Stop while you’re ahead.

This is valid:
“the current consensus is that the future number of extreme weather events like hurricanes can not be predicted with a lot of confidence”

This is speculation:
"and energy will be part of the few hurricanes that are coming and there are reports that this took place with Sandy. "

This is speculation:
“if global warming give us less hurricanes we still will have to worry about them being stronger than before,”

Nope.

This is based on already measured increases on water vapor, ocean rise, and increase in temperature of the oceans.

Again, the simple logic is on the increase on matter (water vapor), ocean rise and energy in the atmosphere thanks to the increase in GWG.
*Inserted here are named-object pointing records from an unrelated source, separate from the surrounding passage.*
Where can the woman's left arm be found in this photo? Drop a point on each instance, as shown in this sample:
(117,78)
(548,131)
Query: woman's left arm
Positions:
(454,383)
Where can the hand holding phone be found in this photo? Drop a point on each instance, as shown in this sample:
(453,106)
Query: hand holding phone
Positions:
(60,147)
The problem here is assuming that all that is not or will not affect the strength of the hurricanes that come, and this is not even taking into account the number of hurricanes that a warming world will bring.

From the NOAA:
“We find that, after adjusting for such an estimated number of missing storms, there is a small nominally positive upward trend in tropical storm occurrence from 1878-2006. But statistical tests reveal that this trend is so small, relative to the variability in the series, that it is not significantly distinguishable from zero (Figure 3).”

and
“The evidence for an upward trend is even weaker if we look at U.S. landfalling hurricanes, which even show a slight negative trend beginning from 1900 or from the late 1800s (Figure 4, blue curve).”

and
“In short, the historical Atlantic hurricane record does not provide compelling evidence for a substantial greenhouse warming induced long-term increase.”

There is a statement about increased intensity based on their models, but again, without a model that accurately match historical trends it’s really speculation that the model is any good.

And you are just repeating what was granted already.

You did not check the last link I made, and it seems that you can not let the straw man go:

Sorry, but you are indeed pushing the straw man, the reality remains, it is not a quantity issue, scientists are in agreement with that for several years already, and for the hundredth time, it is a straw man to claim that me or the scientists are talking about an increase in numbers, it is an issue of Intensity. Something that your quotes do not touch.